Speciale a puntate: 1) John Wayne, un gigante del cinema western 2) La lunga gavetta di John Wayne 3) John Wayne: la ripresa del western 4) John Wyane, attore ormai affermato 5) Altri film di John Wayne 6) Strada aperta per John Wayne 7) Il meglio di John Wayne 8) Strade diverse 9) Alamo, un trionfo a caro prezzo 10) Uomo d’azione 11) Eroe nell’ombra 12) Gli anni del cambiamento 13) Il lento declino 14) La solitudine dell’eroe

È il 1975 e John Wayne ha ormai 68 anni. Nel corso della sua vita, dopo la lunga gavetta a Hollywood, ha dovuto superare molti ostacoli, compresi il cancro, l’avversione dichiarata di molti critici e la contestazione degli studenti per la sua presa di posizione a favore dell’intervento americano nel Vietnam. Ha rischiato di tasca propria realizzando film come la battaglia di Alamo, rientrando faticosamente delle spese sostenute, ha girato anche pellicole mediocri, dalle trame dozzinali. Il suo pubblico lo ricorda però per le sue grandi interpretazioni, da “Ombre rosse” a “Sentieri selvaggi”, da “ I cavalieri del Nord-Ovest” a “L’uomo che uccise Liberty Valance”, fino al più recente trionfo con “Il Grinta”. Forse proprio quest’ultimo personaggio, ma anche il nostalgico ricordo del capitano Nathan Brittles de “I cavalieri del Nord-Ovest”, sono quelli che affascinano maggiormente l’attore nella vecchiaia, dal momento che non potrà più essere né un Ringo Kid (“Ombre rosse”) né il Davy Crockett de “La battaglia di Alamo”.
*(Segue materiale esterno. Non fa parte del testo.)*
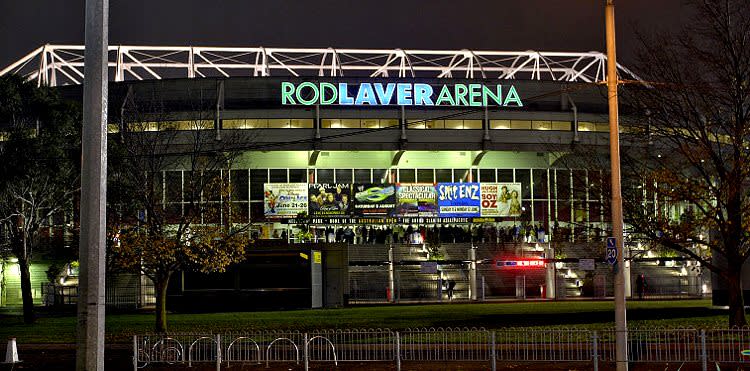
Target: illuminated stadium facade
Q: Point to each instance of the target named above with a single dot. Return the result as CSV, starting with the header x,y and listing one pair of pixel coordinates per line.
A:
x,y
366,120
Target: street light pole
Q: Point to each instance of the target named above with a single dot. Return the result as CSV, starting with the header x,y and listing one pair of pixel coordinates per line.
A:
x,y
90,327
621,328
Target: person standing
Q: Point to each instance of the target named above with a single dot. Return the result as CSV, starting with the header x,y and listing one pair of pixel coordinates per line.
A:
x,y
640,285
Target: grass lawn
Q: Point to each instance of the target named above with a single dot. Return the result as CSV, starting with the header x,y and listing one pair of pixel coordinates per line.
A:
x,y
585,314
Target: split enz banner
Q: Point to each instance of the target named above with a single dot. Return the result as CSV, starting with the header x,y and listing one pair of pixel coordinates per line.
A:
x,y
501,199
401,94
330,200
374,200
416,200
458,199
284,200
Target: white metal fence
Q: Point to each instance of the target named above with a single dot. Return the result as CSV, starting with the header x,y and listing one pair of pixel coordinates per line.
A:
x,y
654,345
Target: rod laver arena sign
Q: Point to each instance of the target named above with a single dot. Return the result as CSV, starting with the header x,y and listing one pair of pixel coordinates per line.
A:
x,y
401,94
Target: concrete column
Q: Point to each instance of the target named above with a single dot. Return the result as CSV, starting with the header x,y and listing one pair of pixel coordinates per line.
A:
x,y
549,281
90,328
473,274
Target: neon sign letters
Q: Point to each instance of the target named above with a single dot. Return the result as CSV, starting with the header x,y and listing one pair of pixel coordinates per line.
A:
x,y
401,94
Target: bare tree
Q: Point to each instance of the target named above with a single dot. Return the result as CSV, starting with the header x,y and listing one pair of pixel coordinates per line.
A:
x,y
167,223
39,167
691,183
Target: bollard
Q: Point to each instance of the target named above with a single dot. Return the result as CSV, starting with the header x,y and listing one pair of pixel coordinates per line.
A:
x,y
307,364
704,355
493,351
595,344
398,351
11,354
218,352
135,352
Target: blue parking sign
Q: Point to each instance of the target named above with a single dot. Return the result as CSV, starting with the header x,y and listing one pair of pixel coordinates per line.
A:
x,y
611,250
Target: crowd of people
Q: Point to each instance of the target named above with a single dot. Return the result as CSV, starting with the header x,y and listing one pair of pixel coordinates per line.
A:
x,y
419,234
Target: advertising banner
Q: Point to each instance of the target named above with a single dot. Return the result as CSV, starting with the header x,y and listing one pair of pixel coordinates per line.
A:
x,y
330,200
374,200
416,200
284,200
458,199
501,199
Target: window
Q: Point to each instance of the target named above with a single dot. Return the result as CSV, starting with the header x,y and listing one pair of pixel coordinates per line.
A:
x,y
297,176
443,175
389,123
425,176
454,124
362,176
343,175
541,125
473,124
239,181
487,175
560,125
244,124
278,176
278,123
540,183
257,178
499,124
301,124
520,124
435,124
173,186
406,176
586,126
324,176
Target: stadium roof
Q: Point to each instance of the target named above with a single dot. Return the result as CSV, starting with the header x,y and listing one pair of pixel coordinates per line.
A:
x,y
57,65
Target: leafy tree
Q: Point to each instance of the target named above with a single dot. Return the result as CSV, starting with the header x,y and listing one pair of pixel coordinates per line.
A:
x,y
695,113
39,163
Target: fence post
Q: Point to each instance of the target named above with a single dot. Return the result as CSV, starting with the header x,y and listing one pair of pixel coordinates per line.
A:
x,y
483,286
595,344
493,352
440,289
135,352
218,352
307,364
398,351
704,354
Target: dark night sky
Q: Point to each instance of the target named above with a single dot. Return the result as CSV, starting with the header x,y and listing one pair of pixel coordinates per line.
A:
x,y
549,25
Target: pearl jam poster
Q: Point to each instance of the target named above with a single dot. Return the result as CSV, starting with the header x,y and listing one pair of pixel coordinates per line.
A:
x,y
374,200
416,200
284,200
330,200
457,200
501,199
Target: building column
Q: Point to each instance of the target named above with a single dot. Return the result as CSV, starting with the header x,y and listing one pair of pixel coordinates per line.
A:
x,y
473,273
549,280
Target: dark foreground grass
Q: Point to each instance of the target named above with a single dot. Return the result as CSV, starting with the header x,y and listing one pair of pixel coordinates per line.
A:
x,y
584,314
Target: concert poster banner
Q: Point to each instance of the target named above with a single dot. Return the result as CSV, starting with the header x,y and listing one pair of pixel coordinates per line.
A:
x,y
415,200
457,200
284,200
329,200
374,200
501,199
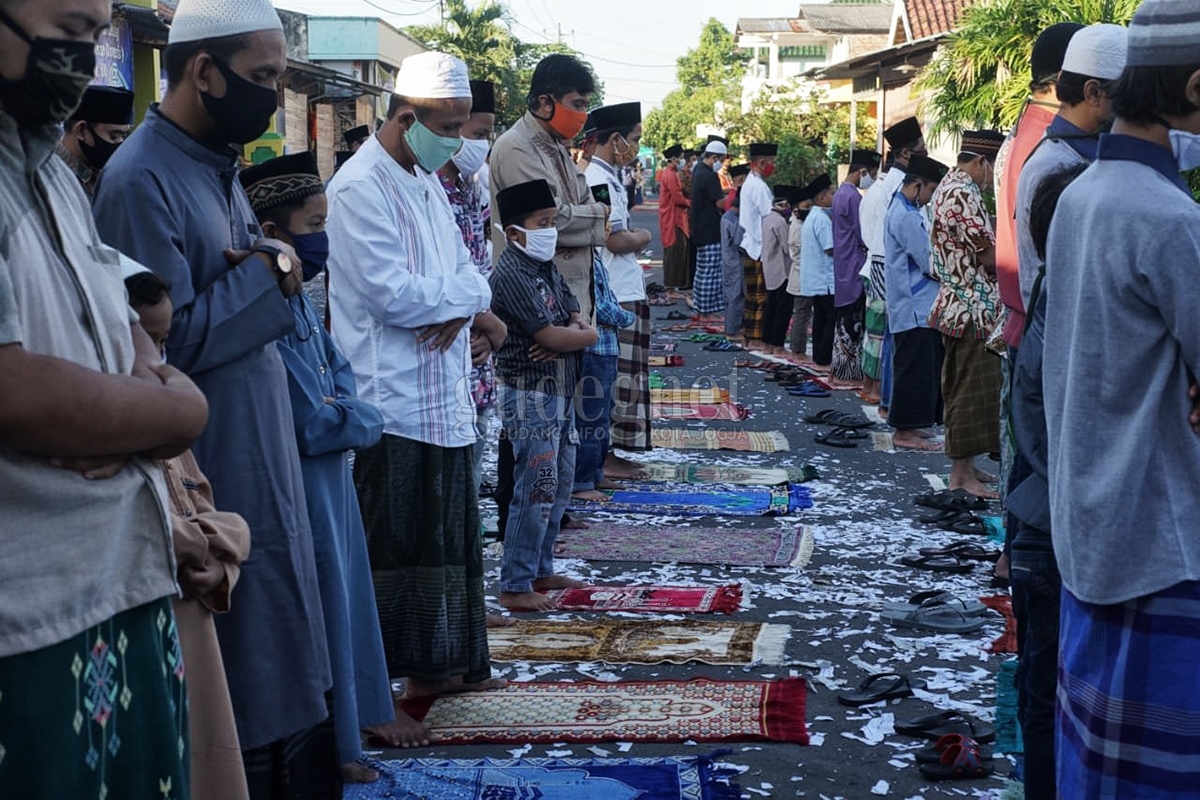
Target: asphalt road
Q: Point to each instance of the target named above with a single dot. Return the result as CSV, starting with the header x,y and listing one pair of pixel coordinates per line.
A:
x,y
863,522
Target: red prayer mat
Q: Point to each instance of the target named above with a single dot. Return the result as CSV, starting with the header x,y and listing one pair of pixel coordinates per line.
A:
x,y
688,600
588,711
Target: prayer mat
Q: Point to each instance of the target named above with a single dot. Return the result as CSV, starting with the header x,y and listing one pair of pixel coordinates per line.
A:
x,y
586,711
708,439
719,474
579,779
690,395
640,642
691,501
781,547
672,600
726,411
Adesso il Duca può solo rappresentare un vecchio protagonista della Frontiera, dalla scorza dura come il cuoio e l’espressione fiera che possono ancora impressionare una scatenata ragazzina come Mattie Ross (“Il Grinta) o la deliziosa “vedova” Belinda Lowe (“Quel maledetto colpo al Rio Grande Express”). In effetti, il suo stagionato fascino quasi animalesco è riuscito a far breccia, seppure senza implicazioni di natura propriamente erotica, nei loro cuori.
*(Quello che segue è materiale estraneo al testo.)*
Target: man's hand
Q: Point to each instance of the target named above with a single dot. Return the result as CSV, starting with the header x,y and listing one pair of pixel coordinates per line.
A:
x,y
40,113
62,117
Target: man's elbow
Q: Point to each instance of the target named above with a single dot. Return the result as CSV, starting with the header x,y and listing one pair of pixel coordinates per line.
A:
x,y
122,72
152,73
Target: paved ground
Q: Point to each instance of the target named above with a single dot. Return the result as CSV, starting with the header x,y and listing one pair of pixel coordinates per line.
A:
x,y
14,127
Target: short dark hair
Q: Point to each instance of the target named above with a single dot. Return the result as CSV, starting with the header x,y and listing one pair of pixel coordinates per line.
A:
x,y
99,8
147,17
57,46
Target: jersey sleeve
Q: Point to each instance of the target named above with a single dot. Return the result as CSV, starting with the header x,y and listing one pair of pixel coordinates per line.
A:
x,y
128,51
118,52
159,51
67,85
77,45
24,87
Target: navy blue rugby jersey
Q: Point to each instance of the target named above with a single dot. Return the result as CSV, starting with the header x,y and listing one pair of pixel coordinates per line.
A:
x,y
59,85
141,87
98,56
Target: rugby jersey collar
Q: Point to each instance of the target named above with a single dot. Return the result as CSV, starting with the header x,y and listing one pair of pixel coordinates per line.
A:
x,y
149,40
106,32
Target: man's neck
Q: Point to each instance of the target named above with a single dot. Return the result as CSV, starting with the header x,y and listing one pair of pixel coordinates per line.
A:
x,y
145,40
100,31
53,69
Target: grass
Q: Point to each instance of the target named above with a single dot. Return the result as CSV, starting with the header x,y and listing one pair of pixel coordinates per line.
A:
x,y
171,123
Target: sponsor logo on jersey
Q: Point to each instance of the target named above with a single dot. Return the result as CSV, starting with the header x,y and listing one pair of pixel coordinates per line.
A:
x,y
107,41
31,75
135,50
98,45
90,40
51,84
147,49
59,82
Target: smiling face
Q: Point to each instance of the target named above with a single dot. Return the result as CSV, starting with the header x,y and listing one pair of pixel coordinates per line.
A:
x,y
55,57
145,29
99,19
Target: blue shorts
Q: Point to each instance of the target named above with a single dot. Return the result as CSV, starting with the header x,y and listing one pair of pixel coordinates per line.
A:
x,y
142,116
Un altro problema dei personaggi che vuole interpretare è quello della solitudine dell’uomo del West, giunto oltre la soglia dei 60 anni senza una compagna al fianco che lo assista e lo conforti. Di tutto ciò l’attore è perfettamente consapevole: probabilmente lo era diventato interpretando, a soli 42 anni, il sessantaquattrenne capitano Brittles – vedovo e senza figli superstiti, né una donna che gli stia vicino, confortato soltanto dal grande affetto delle persone che lo circondano – giunto alla sua ultima settimana di servizio nell’esercito, con la squallida prospettiva di trascorrere il suo tempo residuo ascoltando “le stupide chiacchiere dei vecchi intorno al fuoco”.
Niente sembra meglio del personaggio del Grinta per riassumere questi stati d’animo e per evitare di dover pronunciare un’altra rinuncia come nei riguardi di Mrs. Lowe e nessuna sembra incarnare la partner ideale quanto Katharine Hepburn nelle vesti di Miss Eula Goodnight, una “zitella” che si prende cura degli Indiani di una riserva come educatrice.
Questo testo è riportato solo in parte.